There are at least two ways to dump a Postgres database:

  1. Linux Command Line
    Replace [brackets] with the appropriate values. -Fc uses Postgres’ compressed format:
    pg_dump -h [server] -U [user] -d [database] -Fc 1> [database dump filename] 2> [error log filename]
  2. pgAdmin
    Right click on your database and choose the “backup” option:
    pgAdmin database dump

SQL Server

  • In SQL Server Management Studio, right click on the database you’d like to dump
  • Choose tasks -> backup

Oracle

  1. Extract the number of rows and columns in your database so we can make sure all the data loads correctly on our side. We provided a script here.
  2. The database administrator logs into the database using the interactive command line mode.
  3. The DBA creates a directory object:
    CREATE DIRECTORY dpump_dir1 AS ‘[directory on disk]’;
    An example of [directory on disk] is /mnt/data/. Oracle needs read and write permissions on that directory.
  4. Grant the database user read and write access to the directory created in step 2:
    GRANT READ,WRITE ON DIRECTORY dpump_dir1 TO [database user];
  5. Run the following command, where [database user] is the same as in step 3:
    expdp [database user]/[password] full=Y DIRECTORY=dpump_dir1 dumpfile=[dump filename] logfile=[log filename]

Direct Access to Your System

Some partners prefer we do our work on their systems.

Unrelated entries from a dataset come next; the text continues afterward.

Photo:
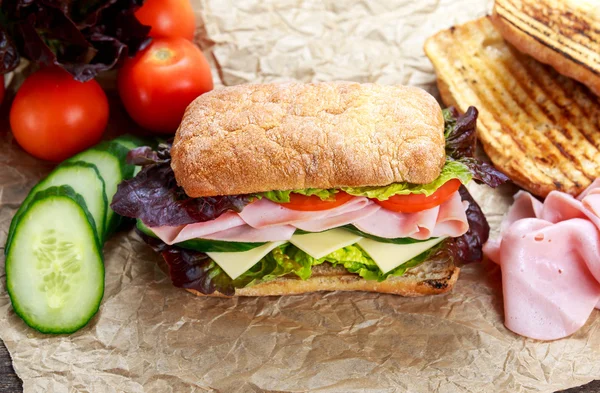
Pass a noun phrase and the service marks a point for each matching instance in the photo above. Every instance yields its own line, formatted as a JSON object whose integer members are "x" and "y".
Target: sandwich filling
{"x": 228, "y": 242}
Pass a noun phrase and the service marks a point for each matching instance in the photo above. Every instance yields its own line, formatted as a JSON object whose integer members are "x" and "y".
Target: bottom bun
{"x": 430, "y": 278}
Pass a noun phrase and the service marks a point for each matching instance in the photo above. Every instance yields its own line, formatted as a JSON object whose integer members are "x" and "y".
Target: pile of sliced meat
{"x": 263, "y": 221}
{"x": 549, "y": 254}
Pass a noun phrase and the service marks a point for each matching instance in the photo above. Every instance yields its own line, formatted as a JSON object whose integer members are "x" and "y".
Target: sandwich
{"x": 561, "y": 33}
{"x": 280, "y": 189}
{"x": 537, "y": 126}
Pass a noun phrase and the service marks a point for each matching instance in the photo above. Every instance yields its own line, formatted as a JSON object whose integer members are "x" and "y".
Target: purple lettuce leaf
{"x": 83, "y": 37}
{"x": 468, "y": 247}
{"x": 192, "y": 269}
{"x": 154, "y": 197}
{"x": 461, "y": 141}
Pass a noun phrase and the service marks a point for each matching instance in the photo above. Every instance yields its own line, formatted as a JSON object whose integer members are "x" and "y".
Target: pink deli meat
{"x": 549, "y": 254}
{"x": 264, "y": 220}
{"x": 264, "y": 213}
{"x": 448, "y": 219}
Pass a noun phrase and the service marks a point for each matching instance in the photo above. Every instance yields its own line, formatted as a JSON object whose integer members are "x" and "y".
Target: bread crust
{"x": 431, "y": 278}
{"x": 252, "y": 138}
{"x": 545, "y": 54}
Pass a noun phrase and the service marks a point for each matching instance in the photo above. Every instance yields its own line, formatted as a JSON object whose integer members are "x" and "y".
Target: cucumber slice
{"x": 85, "y": 180}
{"x": 109, "y": 158}
{"x": 54, "y": 269}
{"x": 205, "y": 245}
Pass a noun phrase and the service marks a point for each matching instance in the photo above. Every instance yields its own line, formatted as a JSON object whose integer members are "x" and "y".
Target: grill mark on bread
{"x": 430, "y": 278}
{"x": 567, "y": 123}
{"x": 555, "y": 17}
{"x": 559, "y": 33}
{"x": 558, "y": 127}
{"x": 501, "y": 102}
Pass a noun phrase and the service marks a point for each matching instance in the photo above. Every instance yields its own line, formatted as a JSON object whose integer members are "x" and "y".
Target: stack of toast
{"x": 537, "y": 125}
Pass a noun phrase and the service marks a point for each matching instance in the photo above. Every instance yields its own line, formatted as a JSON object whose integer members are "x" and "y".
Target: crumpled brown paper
{"x": 152, "y": 337}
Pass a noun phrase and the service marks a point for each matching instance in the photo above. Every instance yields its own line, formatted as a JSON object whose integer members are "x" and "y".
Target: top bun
{"x": 254, "y": 138}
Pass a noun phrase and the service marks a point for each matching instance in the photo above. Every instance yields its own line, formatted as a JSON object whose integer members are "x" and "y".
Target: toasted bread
{"x": 252, "y": 138}
{"x": 562, "y": 33}
{"x": 430, "y": 278}
{"x": 541, "y": 128}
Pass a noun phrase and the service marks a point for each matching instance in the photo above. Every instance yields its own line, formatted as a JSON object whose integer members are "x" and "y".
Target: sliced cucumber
{"x": 54, "y": 269}
{"x": 205, "y": 245}
{"x": 109, "y": 158}
{"x": 85, "y": 179}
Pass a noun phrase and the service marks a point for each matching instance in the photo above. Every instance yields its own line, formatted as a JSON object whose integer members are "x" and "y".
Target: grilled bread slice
{"x": 430, "y": 278}
{"x": 562, "y": 33}
{"x": 541, "y": 128}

From the partner’s perspective, this may have significant benefits: The partner retains control of the data, and it is easier to deploy our work at the end of the project.

Partners who choose this approach need to provide us with the computational resources necessary to handle our machine-learning pipeline. While your project’s needs may vary, we often use 128 cores, 1+TB of RAM, and a TB of disk space for short-run projects (e.g. three-month projects at DSSG). But the more computational resources you give access to, the faster we can build good models. We can do reasonably well with fewer cores and less RAM (e.g. 32/256), but it will generally take longer, which may affect our timeline.

We use all free software, including the following:

  • Linux command-line tools (e.g. bash)
  • Python (numpy, pandas, scipy, scikit-learn at a minimum)
  • Postgres. We can use other database systems, but it will slow the work because we won’t be able to re-use our standard code base (e.g. triage).